Supernatural faith is not where the problem ends. Reverence for the supernatural is an encumbrance to personal autonomy. Aristotle’s (384-322 BCE) cosmological argument, that there must have been a first cause, has been religious orthodoxy since the middle ages. The cosmological argument answers the question, “Who created God?” and seeks to avert infinite regress. But positing a creator more complex than the creation does nothing to explain the origin of matter.
If we claim that God answers the prayers of the faithful, do we not also have to accept that others deserve their misfortunes? God's "mysterious ways" suggest a lower standard of justice than we maintain for ourselves. What atrocities are people capable of committing once they have decided that the bulk of humanity has been judged by divine authority to be unworthy of redemption? Even the vaguely spiritual and seemingly benign notion that everything happens for a reason betrays a parochial view of the universe that flies in the face of the evidence.

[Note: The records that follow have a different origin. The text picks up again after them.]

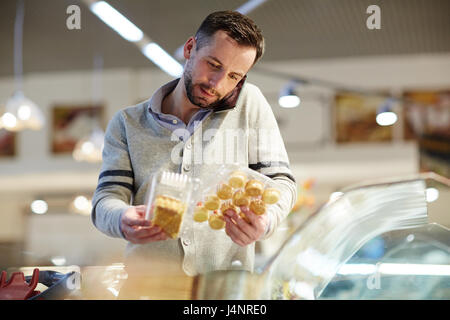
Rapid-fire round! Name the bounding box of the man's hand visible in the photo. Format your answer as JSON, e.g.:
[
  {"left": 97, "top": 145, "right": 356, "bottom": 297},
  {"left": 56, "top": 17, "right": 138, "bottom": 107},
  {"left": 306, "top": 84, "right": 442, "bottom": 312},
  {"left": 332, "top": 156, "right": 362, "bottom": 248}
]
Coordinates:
[
  {"left": 223, "top": 206, "right": 270, "bottom": 247},
  {"left": 120, "top": 205, "right": 170, "bottom": 244}
]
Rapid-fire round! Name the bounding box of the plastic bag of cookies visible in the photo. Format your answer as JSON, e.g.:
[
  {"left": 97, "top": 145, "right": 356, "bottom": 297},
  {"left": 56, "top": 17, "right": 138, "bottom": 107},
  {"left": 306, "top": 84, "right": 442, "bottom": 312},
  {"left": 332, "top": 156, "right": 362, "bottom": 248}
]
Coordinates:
[
  {"left": 193, "top": 164, "right": 281, "bottom": 231},
  {"left": 144, "top": 169, "right": 200, "bottom": 239}
]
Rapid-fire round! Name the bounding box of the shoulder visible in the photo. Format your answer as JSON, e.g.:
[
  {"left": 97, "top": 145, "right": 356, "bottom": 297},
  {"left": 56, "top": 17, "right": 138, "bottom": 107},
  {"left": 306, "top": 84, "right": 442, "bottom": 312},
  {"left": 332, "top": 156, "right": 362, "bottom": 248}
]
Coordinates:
[
  {"left": 122, "top": 100, "right": 148, "bottom": 121},
  {"left": 237, "top": 81, "right": 272, "bottom": 114},
  {"left": 109, "top": 101, "right": 147, "bottom": 125},
  {"left": 240, "top": 82, "right": 266, "bottom": 101},
  {"left": 106, "top": 101, "right": 148, "bottom": 137}
]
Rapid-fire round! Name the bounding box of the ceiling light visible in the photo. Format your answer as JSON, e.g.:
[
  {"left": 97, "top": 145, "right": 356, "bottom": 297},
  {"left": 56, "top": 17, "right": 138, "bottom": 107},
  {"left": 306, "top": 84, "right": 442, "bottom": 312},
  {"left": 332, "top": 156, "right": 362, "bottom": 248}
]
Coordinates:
[
  {"left": 425, "top": 187, "right": 439, "bottom": 203},
  {"left": 72, "top": 195, "right": 92, "bottom": 215},
  {"left": 85, "top": 1, "right": 182, "bottom": 78},
  {"left": 31, "top": 200, "right": 48, "bottom": 215},
  {"left": 142, "top": 42, "right": 183, "bottom": 78},
  {"left": 90, "top": 1, "right": 144, "bottom": 42},
  {"left": 51, "top": 256, "right": 67, "bottom": 266},
  {"left": 279, "top": 95, "right": 300, "bottom": 108},
  {"left": 236, "top": 0, "right": 269, "bottom": 14},
  {"left": 1, "top": 112, "right": 19, "bottom": 131},
  {"left": 2, "top": 0, "right": 45, "bottom": 132},
  {"left": 376, "top": 98, "right": 398, "bottom": 126},
  {"left": 5, "top": 91, "right": 45, "bottom": 131},
  {"left": 376, "top": 111, "right": 397, "bottom": 126},
  {"left": 279, "top": 80, "right": 301, "bottom": 108},
  {"left": 73, "top": 128, "right": 104, "bottom": 163},
  {"left": 74, "top": 196, "right": 90, "bottom": 211}
]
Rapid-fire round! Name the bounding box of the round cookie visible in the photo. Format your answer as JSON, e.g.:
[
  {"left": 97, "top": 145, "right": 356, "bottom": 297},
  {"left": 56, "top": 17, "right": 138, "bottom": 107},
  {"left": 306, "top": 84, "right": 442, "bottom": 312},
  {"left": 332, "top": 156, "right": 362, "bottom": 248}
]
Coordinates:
[
  {"left": 208, "top": 212, "right": 225, "bottom": 230},
  {"left": 204, "top": 195, "right": 220, "bottom": 211},
  {"left": 232, "top": 190, "right": 250, "bottom": 207},
  {"left": 249, "top": 199, "right": 266, "bottom": 215},
  {"left": 245, "top": 179, "right": 264, "bottom": 197},
  {"left": 220, "top": 201, "right": 238, "bottom": 215},
  {"left": 262, "top": 188, "right": 281, "bottom": 204},
  {"left": 228, "top": 171, "right": 247, "bottom": 189},
  {"left": 217, "top": 183, "right": 233, "bottom": 200},
  {"left": 193, "top": 206, "right": 209, "bottom": 222}
]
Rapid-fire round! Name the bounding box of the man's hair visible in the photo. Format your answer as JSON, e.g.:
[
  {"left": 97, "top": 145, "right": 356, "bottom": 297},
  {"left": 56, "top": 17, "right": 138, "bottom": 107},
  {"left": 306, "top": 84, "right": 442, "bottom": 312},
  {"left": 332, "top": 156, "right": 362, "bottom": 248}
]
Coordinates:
[{"left": 194, "top": 10, "right": 265, "bottom": 65}]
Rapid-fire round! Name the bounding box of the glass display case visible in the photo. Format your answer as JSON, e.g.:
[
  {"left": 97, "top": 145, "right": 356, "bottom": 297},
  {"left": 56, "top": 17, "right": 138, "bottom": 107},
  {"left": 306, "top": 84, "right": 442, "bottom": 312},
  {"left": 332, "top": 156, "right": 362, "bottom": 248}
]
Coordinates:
[
  {"left": 1, "top": 173, "right": 448, "bottom": 300},
  {"left": 195, "top": 173, "right": 449, "bottom": 300}
]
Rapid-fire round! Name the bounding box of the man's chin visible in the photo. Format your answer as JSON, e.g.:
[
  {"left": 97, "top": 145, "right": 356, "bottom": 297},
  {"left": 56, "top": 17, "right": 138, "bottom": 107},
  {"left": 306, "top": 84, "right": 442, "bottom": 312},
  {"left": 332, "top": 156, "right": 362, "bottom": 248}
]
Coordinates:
[{"left": 192, "top": 97, "right": 220, "bottom": 110}]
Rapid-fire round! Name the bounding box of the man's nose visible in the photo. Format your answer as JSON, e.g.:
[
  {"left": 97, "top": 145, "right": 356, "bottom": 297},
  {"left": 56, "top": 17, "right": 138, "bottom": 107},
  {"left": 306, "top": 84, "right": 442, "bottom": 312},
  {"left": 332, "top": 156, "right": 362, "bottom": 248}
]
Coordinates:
[{"left": 208, "top": 71, "right": 227, "bottom": 92}]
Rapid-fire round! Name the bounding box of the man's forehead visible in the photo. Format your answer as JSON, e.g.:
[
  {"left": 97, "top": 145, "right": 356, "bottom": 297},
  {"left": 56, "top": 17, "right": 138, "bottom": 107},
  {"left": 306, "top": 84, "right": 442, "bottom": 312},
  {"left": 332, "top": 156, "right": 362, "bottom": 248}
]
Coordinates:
[{"left": 197, "top": 31, "right": 256, "bottom": 72}]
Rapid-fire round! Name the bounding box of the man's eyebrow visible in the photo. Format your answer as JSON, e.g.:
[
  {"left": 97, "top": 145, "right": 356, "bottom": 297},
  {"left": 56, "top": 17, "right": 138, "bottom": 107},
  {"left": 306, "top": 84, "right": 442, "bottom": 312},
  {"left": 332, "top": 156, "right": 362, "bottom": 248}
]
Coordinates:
[
  {"left": 207, "top": 56, "right": 245, "bottom": 78},
  {"left": 207, "top": 56, "right": 223, "bottom": 65}
]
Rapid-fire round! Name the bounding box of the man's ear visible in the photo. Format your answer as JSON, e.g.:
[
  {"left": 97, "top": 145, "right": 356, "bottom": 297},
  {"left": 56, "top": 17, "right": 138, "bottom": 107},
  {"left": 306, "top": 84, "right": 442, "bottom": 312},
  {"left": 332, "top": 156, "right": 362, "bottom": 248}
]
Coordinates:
[{"left": 183, "top": 37, "right": 196, "bottom": 59}]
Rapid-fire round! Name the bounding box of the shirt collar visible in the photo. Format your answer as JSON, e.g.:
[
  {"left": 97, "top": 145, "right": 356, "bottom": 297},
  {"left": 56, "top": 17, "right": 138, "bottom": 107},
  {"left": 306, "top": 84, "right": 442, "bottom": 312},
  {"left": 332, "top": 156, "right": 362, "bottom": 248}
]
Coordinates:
[{"left": 148, "top": 78, "right": 179, "bottom": 115}]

My case to abandon religion will not resonate with those who are convinced that it holds any truth. If I can dissuade believers—for the sake of universal human values—from attributing the products of our shared humanity to your particular faith, I will count that as a victory. If you were of the opinion that supernaturalism is a relatively harmless fiction, I would have you consider that supernatural religious faith is superfluous as a force for good, but it emboldens immeasurable harm. The difference between religious fundamentalism, vague supernatural determinism, and everything in between is the point at which reality becomes inconvenient.